In any considered response a grim and ironic clarity emerges.
- Independence.
The tables are turned on FSC here. VicForests official complaint to FSC International is directed against FSC Australia squarely on this issue. That there is no genuine independent engagement by the certification body with the applicant. Directions on applicant success are mandated by radical members who will never allow native forest logging. FSC is therefore not a genuine third party, nor independent, nor apolitical.
- Efficacy.
The unfathomable issue. The language of the standards is dense and beyond the ken of all but workers in the discipline. Believing FSC to be the better standard is a leap of faith that environmentalists or big box retailers make. Internationally it is accepted that both standards reach an admissible benchmark and the differences are not critical.
It is not credible that Bunnings have done a synoptic study of the two standards – deciding to accept one and reject the other based upon strength or efficacy. VicForests already have AFS certification (PEFC-accredited) and Bunnings does not have the intellectual grounding to argue it is insufficient or how another standard is superior.
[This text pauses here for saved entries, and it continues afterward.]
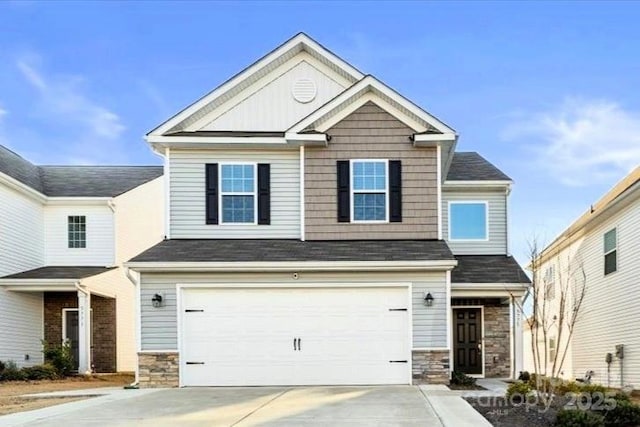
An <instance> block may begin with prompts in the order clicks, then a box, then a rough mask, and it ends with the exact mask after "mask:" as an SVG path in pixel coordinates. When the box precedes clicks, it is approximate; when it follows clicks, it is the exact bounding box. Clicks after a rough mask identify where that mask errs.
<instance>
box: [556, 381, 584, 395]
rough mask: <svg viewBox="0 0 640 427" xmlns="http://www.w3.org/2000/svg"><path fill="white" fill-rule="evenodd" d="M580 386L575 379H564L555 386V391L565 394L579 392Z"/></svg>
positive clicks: (557, 392) (563, 394) (560, 394)
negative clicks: (569, 379) (574, 379)
mask: <svg viewBox="0 0 640 427" xmlns="http://www.w3.org/2000/svg"><path fill="white" fill-rule="evenodd" d="M581 391H582V388H581V386H580V384H579V383H577V382H575V381H564V382H562V383H561V384H559V385H558V386H556V389H555V393H556V394H557V395H560V396H562V395H565V394H567V393H580V392H581Z"/></svg>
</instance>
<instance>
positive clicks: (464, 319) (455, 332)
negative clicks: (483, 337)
mask: <svg viewBox="0 0 640 427" xmlns="http://www.w3.org/2000/svg"><path fill="white" fill-rule="evenodd" d="M453 318H454V323H453V369H454V370H456V371H460V372H464V373H465V374H482V319H481V315H480V309H479V308H456V309H454V310H453Z"/></svg>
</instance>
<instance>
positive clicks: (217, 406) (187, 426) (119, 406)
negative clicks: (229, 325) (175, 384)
mask: <svg viewBox="0 0 640 427" xmlns="http://www.w3.org/2000/svg"><path fill="white" fill-rule="evenodd" d="M104 391H105V390H104V389H102V390H89V391H87V390H84V391H80V392H73V393H76V394H72V393H55V395H67V396H68V395H86V394H87V393H94V392H104ZM82 392H84V393H82ZM47 394H48V395H51V394H54V393H47ZM430 399H431V397H429V398H425V395H424V393H423V392H422V391H421V390H420V389H419V388H418V387H411V386H381V387H290V388H284V387H245V388H238V387H236V388H184V389H162V390H122V389H119V390H109V391H108V394H107V395H104V396H101V397H94V398H90V399H86V400H83V401H78V402H71V403H65V404H62V405H58V406H53V407H49V408H45V409H41V410H36V411H30V412H23V413H18V414H11V415H6V416H4V417H0V426H2V427H5V426H7V427H8V426H23V425H28V426H34V427H42V426H46V427H53V426H56V427H57V426H74V427H75V426H132V427H134V426H135V427H140V426H143V427H144V426H153V427H161V426H176V425H179V426H186V427H191V426H285V427H286V426H291V427H294V426H295V427H299V426H303V425H304V426H307V425H310V426H344V425H348V426H350V427H370V426H401V427H405V426H406V427H424V426H433V427H441V426H443V423H442V422H441V419H442V418H443V417H442V416H441V415H440V412H441V411H442V410H440V409H439V410H438V415H436V412H435V411H434V407H433V406H434V405H433V403H431V402H430ZM455 399H457V400H458V401H459V402H460V403H464V404H466V402H464V401H463V400H462V399H461V398H459V397H455ZM436 401H437V399H436ZM445 404H447V403H445ZM469 408H470V407H469ZM478 416H480V415H479V414H478ZM451 417H452V415H450V416H449V418H447V419H452V418H451ZM445 418H446V416H445ZM474 424H476V425H477V424H478V423H477V422H475V423H474ZM444 425H457V426H464V425H465V424H461V423H460V422H458V421H456V422H455V423H454V424H444ZM478 427H479V426H478Z"/></svg>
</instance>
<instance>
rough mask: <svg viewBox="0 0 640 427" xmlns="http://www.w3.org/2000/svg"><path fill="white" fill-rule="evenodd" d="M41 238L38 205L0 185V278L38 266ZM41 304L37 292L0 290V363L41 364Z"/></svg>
mask: <svg viewBox="0 0 640 427" xmlns="http://www.w3.org/2000/svg"><path fill="white" fill-rule="evenodd" d="M43 235H44V230H43V207H42V205H41V204H40V203H39V202H36V201H34V200H32V199H30V198H28V197H26V196H23V195H22V194H20V193H18V192H16V191H14V190H11V189H8V188H6V187H4V186H2V185H0V277H1V276H5V275H8V274H13V273H19V272H21V271H25V270H31V269H34V268H37V267H41V266H42V264H43V261H44V237H43ZM65 243H66V242H65ZM42 304H43V299H42V293H40V292H37V293H18V292H12V291H6V290H4V289H3V288H0V331H2V333H0V360H1V361H3V362H6V361H7V360H13V361H14V362H16V363H17V364H18V366H28V365H36V364H39V363H42V361H43V360H42V346H41V344H40V340H41V339H42V338H43V330H42V321H43V320H42V316H43V305H42ZM25 355H29V360H25Z"/></svg>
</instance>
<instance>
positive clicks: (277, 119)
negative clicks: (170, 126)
mask: <svg viewBox="0 0 640 427" xmlns="http://www.w3.org/2000/svg"><path fill="white" fill-rule="evenodd" d="M300 58H305V59H306V60H303V61H300ZM294 63H297V65H293V64H294ZM286 67H291V68H290V69H289V70H285V69H286ZM320 68H322V66H321V65H319V64H318V61H317V60H315V59H313V58H311V57H310V56H309V55H307V54H300V57H298V58H295V59H293V60H291V62H290V63H288V64H284V65H283V67H282V68H280V69H279V70H276V71H274V72H273V74H272V77H271V78H273V80H272V81H271V82H269V83H268V84H266V85H264V86H262V87H260V88H256V89H255V90H254V92H253V93H248V94H247V95H245V97H244V99H243V98H241V97H238V98H232V99H231V100H230V101H227V102H228V107H227V108H228V109H227V110H226V111H221V112H220V113H219V115H218V116H217V117H214V116H213V113H212V114H210V116H211V121H210V122H209V123H208V124H206V125H204V126H203V127H202V130H222V131H228V130H236V131H240V130H243V131H255V130H262V131H281V132H282V131H285V130H286V129H288V128H290V127H291V126H293V125H294V124H295V123H297V122H298V121H300V120H301V119H302V118H304V117H306V116H307V115H309V114H310V113H311V112H313V111H315V110H316V109H318V108H319V107H320V106H322V105H323V104H324V103H325V102H327V101H329V100H330V99H332V98H333V97H335V96H336V95H337V94H339V93H340V92H342V91H343V90H344V89H345V87H344V86H343V85H341V84H339V83H337V82H336V81H335V80H333V79H332V78H331V77H329V76H328V75H327V74H325V73H324V72H322V71H320ZM278 72H280V73H282V74H281V75H280V76H278V75H277V73H278ZM300 79H305V80H310V81H312V82H314V83H315V86H316V96H315V98H314V99H313V100H311V101H309V102H307V103H301V102H298V101H296V100H295V99H294V98H293V95H292V88H293V87H294V84H295V83H296V82H297V81H299V80H300ZM237 99H242V100H241V101H240V102H237ZM236 102H237V103H236Z"/></svg>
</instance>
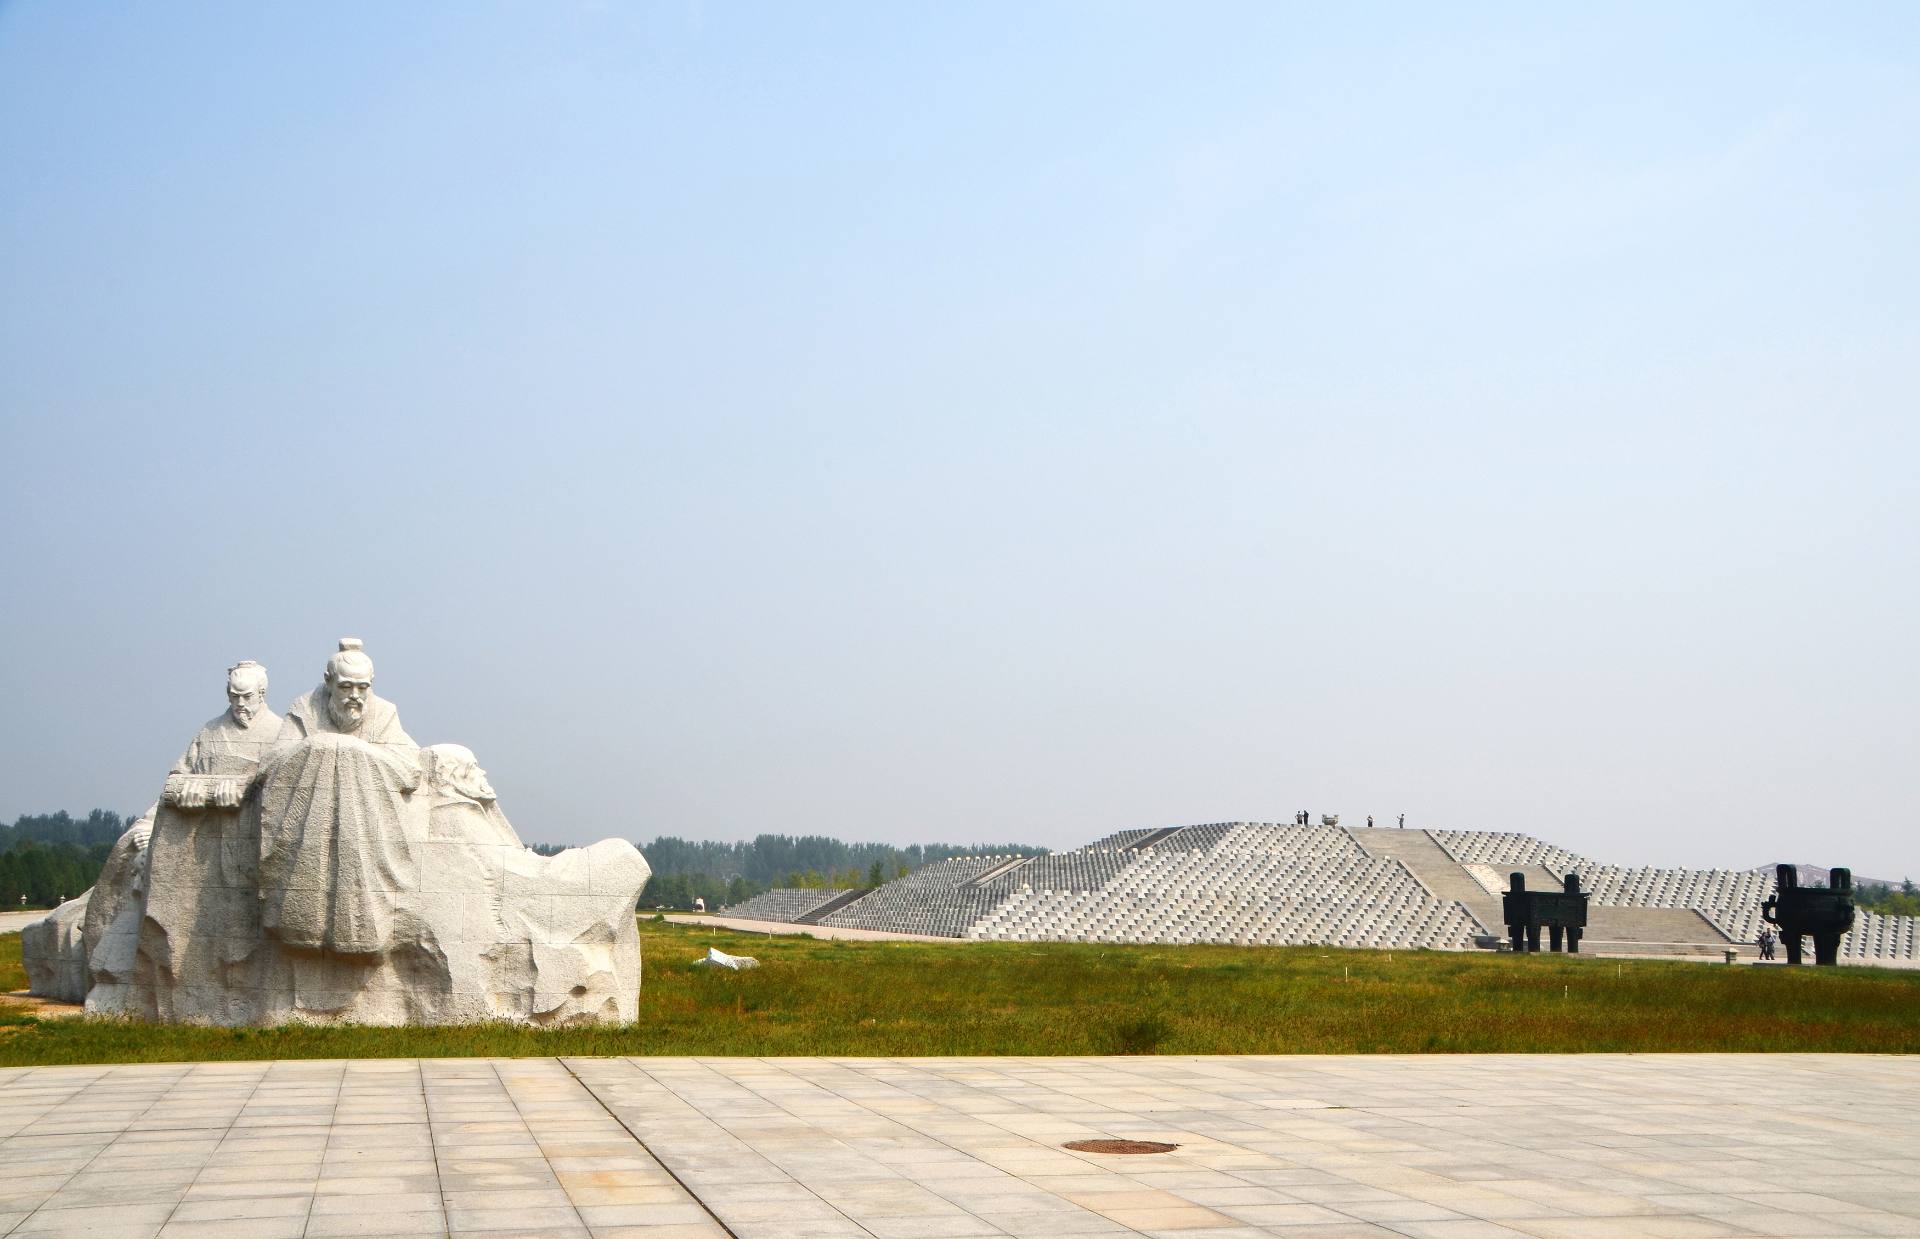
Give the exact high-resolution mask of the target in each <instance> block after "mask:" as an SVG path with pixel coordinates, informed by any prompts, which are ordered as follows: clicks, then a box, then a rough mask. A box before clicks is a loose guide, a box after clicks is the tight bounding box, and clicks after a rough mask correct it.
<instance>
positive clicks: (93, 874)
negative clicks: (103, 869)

In Bunnings own timber policy, they accept the PEFC standard. That should be the end of it and be at the limit of their competence to judge. There was, of course, no study. Bunnings was quietly handed its task in an underground carpark with the written media competencies attached.
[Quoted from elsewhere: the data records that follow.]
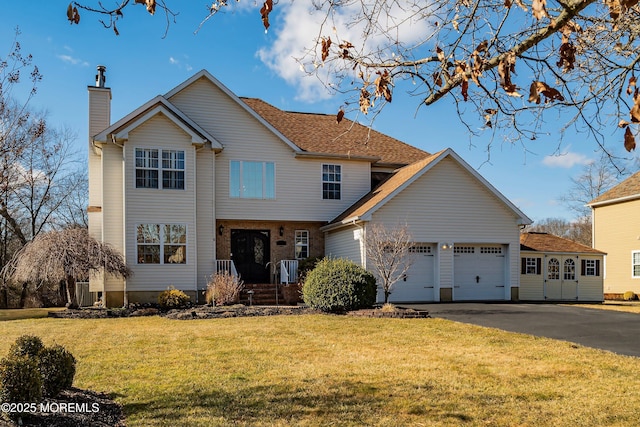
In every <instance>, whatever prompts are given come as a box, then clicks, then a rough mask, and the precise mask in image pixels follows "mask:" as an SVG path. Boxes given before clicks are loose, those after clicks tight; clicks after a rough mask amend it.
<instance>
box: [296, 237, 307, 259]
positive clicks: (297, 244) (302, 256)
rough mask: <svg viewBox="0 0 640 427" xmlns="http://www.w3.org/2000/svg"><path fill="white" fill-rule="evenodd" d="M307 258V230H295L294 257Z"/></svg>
mask: <svg viewBox="0 0 640 427" xmlns="http://www.w3.org/2000/svg"><path fill="white" fill-rule="evenodd" d="M303 258H309V231H307V230H296V259H303Z"/></svg>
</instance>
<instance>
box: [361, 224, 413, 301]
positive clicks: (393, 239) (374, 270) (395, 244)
mask: <svg viewBox="0 0 640 427" xmlns="http://www.w3.org/2000/svg"><path fill="white" fill-rule="evenodd" d="M412 241H413V239H412V237H411V234H409V226H408V225H407V224H404V225H401V226H397V227H395V228H393V229H392V230H388V229H386V228H385V227H384V226H383V225H380V224H372V225H370V226H368V227H367V235H366V241H365V249H366V254H367V266H371V267H373V272H374V274H375V276H376V278H377V279H378V282H379V283H380V285H381V286H382V290H383V291H384V302H385V304H386V303H388V302H389V295H391V292H392V288H393V285H395V284H396V283H397V282H399V281H400V279H402V278H404V277H405V275H406V274H407V272H408V271H409V268H411V265H412V264H413V256H412V254H411V252H410V249H411V247H412V246H413V242H412Z"/></svg>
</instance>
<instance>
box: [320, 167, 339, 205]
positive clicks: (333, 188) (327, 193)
mask: <svg viewBox="0 0 640 427" xmlns="http://www.w3.org/2000/svg"><path fill="white" fill-rule="evenodd" d="M341 183H342V166H340V165H322V198H323V199H325V200H340V187H341V185H342V184H341Z"/></svg>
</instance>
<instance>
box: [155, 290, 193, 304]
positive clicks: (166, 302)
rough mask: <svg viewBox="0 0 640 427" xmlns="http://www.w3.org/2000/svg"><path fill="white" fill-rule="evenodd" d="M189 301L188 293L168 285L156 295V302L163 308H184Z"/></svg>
mask: <svg viewBox="0 0 640 427" xmlns="http://www.w3.org/2000/svg"><path fill="white" fill-rule="evenodd" d="M189 301H190V298H189V295H187V294H185V293H184V292H182V291H181V290H179V289H176V288H174V287H173V286H169V288H167V290H166V291H162V292H161V293H160V295H158V304H160V307H162V308H164V309H172V308H184V307H187V306H188V305H189Z"/></svg>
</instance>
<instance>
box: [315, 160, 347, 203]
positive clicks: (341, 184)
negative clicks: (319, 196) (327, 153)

The notion of the better standard underpins most of the foment of the last 14 years. Activism has centred upon getting clients and specifiers or national timber chains or furniture retailers insisting on FSC because it is the better standard. This single article of faith has remained FSC’s sole relevance to timber supply in Australia.
A key question arises: Is VicForests denied certification because the standard is better – harder to achieve – or is it denied certification no matter what it does, because activists are the gatekeepers at FSC – pretending to be an independent umpire?
Bunnings suppliers managed FSC forest certification for fragile West Papuan rainforests in a developing nation with greater speed and less palaver than VicForests has with certification for robust eucalypt forests in a first world nation.
West Papua has stakeholders who are poor, hungry, denied suffrage and desperate for enterprise at village level. Australia has wealth and power concentrated in urban centres and an educated, privileged, organised, and independent-minded knowledge class. These are differentials that play out in forest certification.
The public still wants timber sourced from certified native forests and verifiable at point of purchase. Accordingly, I think forest certification still has an important future role in Australia. For me, this would include both FSC and AFS schemes since I am not trying to be iconoclastic here. If FSC Australia is properly outed by this VicForests claim, then one positive outcome will be that the strident claims of a better standard by activists will cease to have any potency. Agitprop displays by Bunnings and others will appear even more nonsensical even to a pliant media.
Something must give on the activist frontline for the public to be fairly treated. The koala-possum-glider-bushfire-linked-to-VicForests media offensive is annoying and misleading but could be said to be just democracy at work.
The present circus at the heart of VicForests certification is the opposite. It is on the Achilles heel of democracy. It seeks to befuddle the public and misdirect the government. At the heart of things, the people need a better media with greater scrutiny to protect and inform them.
David Hutchens is a timber retailer in Victoria.